Hujan dan Isak Tangis Keluarga Iringi Pemakaman Putera, Korban Penganiayaan Pacar Sesama Jenis Bibinya

Benny Prasetyo ยท Kamis, 03 Oktober 2019 - 16:36 WIB
Hujan dan Isak Tangis Keluarga Iringi Pemakaman Putera, Korban Penganiayaan Pacar Sesama Jenis Bibinya

Proses pemakaman Putera (6), yang tewas dianiaya pacar sesama jenis bibinya di Kaltim, dimakamkan Kamis (3/10/2019). (Foto: iNews.id/Benny Prasetyo)

KUTAI KARTANEGARA, iNews.id – Hujan mengiringi pemakaman Putera Agus (6), korban penganiayaan oleh pacar sesame jenis bibinya, di Pemakanan Muslim Sangasanga, Kecamatan Sangasanga, Kabupaten Kutai Kartanegara, Kalimantan Timur (Kaltim), Kamis (3/10/2019). Tangis ibu korban, Nurliah juga ikut mengiringi prosesi pemakaman Putera.

Sebelumnya, jenazah disemayamkan di rumah duka di Gang Sepakat, Kecamatan Sangasanga, yang merupakan rumah nenek korban. Usai disalatkan di Masjid Al Maarif, kerabat serta tetangga korban mengantarkan jenazah ke pemakaman. 

Sebelumnya, Putera yang mengalami pendarahan di otak akibat dibanting pacar sesama jenis bibinya, sempat menjalani operasi dan perawatan di RSUD A Wahab Syahrani, kota Samarinda, Kaltim.

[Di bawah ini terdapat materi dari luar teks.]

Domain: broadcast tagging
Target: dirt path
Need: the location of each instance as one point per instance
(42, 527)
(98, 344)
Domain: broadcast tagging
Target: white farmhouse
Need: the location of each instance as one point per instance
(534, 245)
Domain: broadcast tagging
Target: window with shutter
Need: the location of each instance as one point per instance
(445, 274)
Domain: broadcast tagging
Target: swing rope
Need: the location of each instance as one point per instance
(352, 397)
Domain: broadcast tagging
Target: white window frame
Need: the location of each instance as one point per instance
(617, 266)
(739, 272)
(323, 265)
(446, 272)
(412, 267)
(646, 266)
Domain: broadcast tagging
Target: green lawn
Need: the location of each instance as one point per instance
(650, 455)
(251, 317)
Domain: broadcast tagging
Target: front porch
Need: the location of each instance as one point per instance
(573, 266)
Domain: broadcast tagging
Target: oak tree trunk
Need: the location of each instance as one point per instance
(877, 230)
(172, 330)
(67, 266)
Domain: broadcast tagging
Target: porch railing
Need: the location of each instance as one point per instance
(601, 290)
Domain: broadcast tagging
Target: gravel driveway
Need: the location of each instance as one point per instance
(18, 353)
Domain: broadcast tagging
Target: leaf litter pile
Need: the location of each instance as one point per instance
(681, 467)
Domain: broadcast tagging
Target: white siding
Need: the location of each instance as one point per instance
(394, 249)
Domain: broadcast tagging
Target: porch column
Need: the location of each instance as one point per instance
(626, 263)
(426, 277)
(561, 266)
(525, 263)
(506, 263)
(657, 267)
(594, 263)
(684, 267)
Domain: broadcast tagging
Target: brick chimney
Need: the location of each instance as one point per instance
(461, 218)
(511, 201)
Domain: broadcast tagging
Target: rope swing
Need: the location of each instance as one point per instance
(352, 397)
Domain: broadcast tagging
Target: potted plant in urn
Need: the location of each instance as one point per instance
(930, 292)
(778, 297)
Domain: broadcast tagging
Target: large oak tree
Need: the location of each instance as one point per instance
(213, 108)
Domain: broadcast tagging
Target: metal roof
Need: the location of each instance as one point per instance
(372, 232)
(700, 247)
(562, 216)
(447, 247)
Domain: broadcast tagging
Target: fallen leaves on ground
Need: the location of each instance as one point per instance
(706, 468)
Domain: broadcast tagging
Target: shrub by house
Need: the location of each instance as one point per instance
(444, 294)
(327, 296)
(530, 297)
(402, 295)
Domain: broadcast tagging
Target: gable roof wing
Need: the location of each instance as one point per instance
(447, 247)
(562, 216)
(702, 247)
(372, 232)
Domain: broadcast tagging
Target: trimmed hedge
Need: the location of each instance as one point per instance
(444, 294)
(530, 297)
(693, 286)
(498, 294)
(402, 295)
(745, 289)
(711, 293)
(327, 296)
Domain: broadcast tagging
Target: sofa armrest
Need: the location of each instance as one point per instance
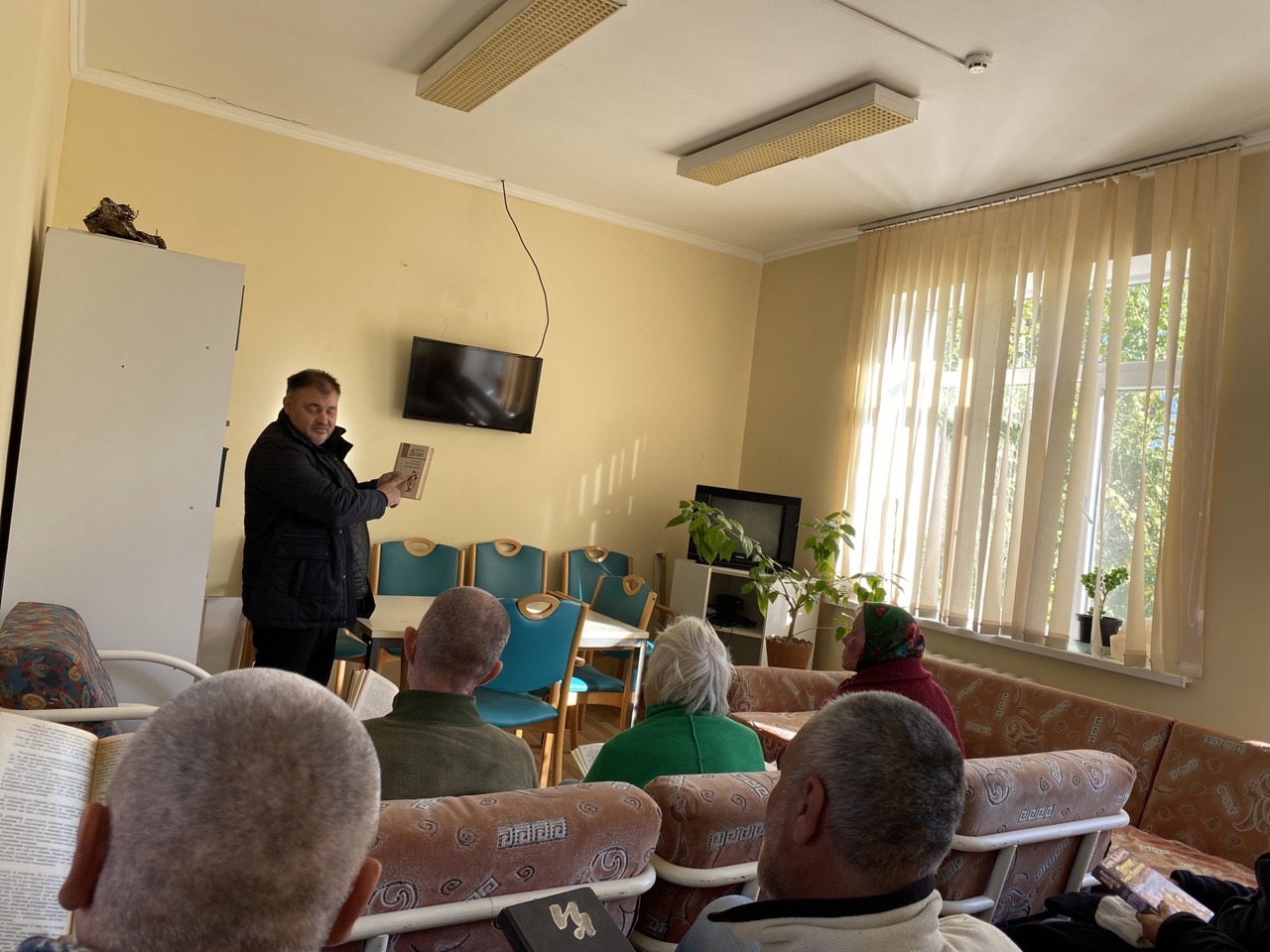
(780, 688)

Tiga hari koma, akhirnya Putera menghembuskan nafas terakhirnya, Rabu (2/10/2019) sekitar pukul 16.00 WITA.

BACA JUGA: Bocah Tewas Dianiaya Pacar Sesama Jenis Tantenya di Samarinda, Begini Kronologinya

Pelaku penganiayaan, Susanti (23) yang merupakan pacar bibi korban MD (17) kini ditahan polisi dan dititipkan di sel tahanan Polres Kutai Kartanegara di Tenggarong, Kaltim. Ketiganya memang tinggal serumah di kontrakan di Jalan Simpang Tani, Kecamatan Sangasanga, Kabupaten Kutai Kartanegara.

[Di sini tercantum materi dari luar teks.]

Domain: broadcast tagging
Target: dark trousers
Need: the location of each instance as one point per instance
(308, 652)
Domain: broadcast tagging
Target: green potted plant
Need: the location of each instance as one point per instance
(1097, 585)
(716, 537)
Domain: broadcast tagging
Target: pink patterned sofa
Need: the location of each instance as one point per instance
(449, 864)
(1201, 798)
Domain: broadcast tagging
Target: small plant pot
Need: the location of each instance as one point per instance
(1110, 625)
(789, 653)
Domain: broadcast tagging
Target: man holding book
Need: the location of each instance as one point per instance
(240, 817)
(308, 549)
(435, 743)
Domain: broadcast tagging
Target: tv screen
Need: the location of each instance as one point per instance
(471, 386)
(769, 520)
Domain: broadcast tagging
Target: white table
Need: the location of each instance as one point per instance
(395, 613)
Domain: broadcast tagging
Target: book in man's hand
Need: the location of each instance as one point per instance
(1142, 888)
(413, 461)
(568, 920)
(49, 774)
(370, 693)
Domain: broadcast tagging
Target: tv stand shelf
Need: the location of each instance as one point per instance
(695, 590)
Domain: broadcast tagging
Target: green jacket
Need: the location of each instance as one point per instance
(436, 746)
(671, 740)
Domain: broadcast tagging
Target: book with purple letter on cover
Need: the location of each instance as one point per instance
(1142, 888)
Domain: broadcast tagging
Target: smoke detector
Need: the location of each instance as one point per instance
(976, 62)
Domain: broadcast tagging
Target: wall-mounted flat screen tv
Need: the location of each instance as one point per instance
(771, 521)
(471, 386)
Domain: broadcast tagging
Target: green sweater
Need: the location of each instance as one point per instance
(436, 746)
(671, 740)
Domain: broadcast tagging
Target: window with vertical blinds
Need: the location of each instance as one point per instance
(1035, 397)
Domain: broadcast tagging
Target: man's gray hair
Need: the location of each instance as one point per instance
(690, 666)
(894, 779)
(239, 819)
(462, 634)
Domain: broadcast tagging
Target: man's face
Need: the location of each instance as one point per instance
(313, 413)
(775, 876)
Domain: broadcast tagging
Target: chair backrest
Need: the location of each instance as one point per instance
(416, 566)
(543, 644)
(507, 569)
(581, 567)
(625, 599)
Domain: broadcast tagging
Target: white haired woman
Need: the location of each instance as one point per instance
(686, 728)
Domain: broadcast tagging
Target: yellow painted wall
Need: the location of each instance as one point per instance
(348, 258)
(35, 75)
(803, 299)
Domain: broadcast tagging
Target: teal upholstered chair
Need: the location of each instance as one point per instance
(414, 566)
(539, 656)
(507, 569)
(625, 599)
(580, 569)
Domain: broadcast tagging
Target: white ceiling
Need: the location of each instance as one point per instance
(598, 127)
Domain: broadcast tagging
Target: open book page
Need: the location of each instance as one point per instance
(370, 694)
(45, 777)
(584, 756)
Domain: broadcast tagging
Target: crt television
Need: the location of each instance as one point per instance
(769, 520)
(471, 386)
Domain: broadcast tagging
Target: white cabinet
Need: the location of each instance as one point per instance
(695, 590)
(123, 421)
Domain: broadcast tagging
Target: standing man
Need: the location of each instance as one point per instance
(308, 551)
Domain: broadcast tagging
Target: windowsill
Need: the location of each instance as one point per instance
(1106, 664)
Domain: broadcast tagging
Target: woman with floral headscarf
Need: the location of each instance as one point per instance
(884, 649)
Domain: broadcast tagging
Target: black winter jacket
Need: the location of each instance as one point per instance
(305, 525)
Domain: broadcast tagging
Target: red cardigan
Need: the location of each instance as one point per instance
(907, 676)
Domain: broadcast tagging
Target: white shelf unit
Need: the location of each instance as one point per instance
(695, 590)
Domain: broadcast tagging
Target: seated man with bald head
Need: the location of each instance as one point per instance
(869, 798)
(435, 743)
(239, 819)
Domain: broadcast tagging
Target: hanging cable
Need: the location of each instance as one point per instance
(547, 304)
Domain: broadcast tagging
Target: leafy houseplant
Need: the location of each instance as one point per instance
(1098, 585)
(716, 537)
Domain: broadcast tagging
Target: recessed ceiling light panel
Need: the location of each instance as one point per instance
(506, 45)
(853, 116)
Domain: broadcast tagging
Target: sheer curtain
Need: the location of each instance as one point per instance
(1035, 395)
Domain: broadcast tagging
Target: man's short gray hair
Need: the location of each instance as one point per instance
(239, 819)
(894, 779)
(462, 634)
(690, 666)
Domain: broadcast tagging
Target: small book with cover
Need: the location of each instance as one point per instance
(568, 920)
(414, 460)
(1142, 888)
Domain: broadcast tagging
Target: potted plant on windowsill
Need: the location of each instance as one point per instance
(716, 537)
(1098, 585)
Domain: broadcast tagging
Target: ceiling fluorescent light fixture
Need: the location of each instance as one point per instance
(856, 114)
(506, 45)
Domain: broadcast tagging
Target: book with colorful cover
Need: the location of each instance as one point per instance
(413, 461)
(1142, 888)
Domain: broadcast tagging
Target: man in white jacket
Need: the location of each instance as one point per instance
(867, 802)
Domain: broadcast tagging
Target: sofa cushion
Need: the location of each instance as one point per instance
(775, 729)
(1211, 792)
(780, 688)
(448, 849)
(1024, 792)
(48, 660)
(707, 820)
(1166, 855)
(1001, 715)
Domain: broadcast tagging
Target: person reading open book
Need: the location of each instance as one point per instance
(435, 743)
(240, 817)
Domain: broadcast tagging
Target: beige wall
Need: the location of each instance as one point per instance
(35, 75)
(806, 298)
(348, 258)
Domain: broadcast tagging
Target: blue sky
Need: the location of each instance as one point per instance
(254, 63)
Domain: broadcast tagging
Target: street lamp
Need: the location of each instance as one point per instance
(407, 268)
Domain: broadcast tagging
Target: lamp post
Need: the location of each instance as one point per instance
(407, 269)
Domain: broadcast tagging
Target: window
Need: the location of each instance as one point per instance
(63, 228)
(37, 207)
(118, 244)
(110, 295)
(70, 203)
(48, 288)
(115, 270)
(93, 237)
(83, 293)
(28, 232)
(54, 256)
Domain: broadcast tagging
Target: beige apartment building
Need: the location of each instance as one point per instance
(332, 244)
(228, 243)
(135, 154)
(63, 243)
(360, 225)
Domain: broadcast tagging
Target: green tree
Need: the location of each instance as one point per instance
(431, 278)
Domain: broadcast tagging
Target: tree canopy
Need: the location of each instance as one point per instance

Susanti yang kesal kepada korban, berkali-kali memukul dengan kepala ikat pinggang, gantungan baju hingga patah dan sepatu. Tak puas, pelaku mengangkat korban dan membantingnya ke lantai.

BACA JUGA: Bocah Korban Penganiayaan Pacar Sesama Jenis Tantenya di Kaltim Meninggal usai Dirawat di RS

Korban lantas tidak bergerak dan tidak bersuara sementara dari mulut dan hidung korban mengeluarkan busa. Atas perbuatannya, Susanti dijerat dengan pasal 80 ayat 3 Undang-Undang RI no 35 tahun 2014 tentang Perlindungan Anak dengan ancaman hukuman 15 tahun penjara.

BACA JUGA: Pengakuan Tersangka LGBT Penganiaya Bocah hingga Tewas di Samarinda

Menurut Kapolsek Sangasanga, IPTU Mohammad Afnan, selama menganiaya, tante korban MD juga tidak berani melerai atau melarang korban. Pelaku mengancam akan membunuh keduanya jika MD nekat menceritakannya ke orang lain.

“MD tidak menghentikan perbuatan Susanti, karena diancam akan dibunuh bersama Putera. Status MD juga masih sebagai saksi,” katanya.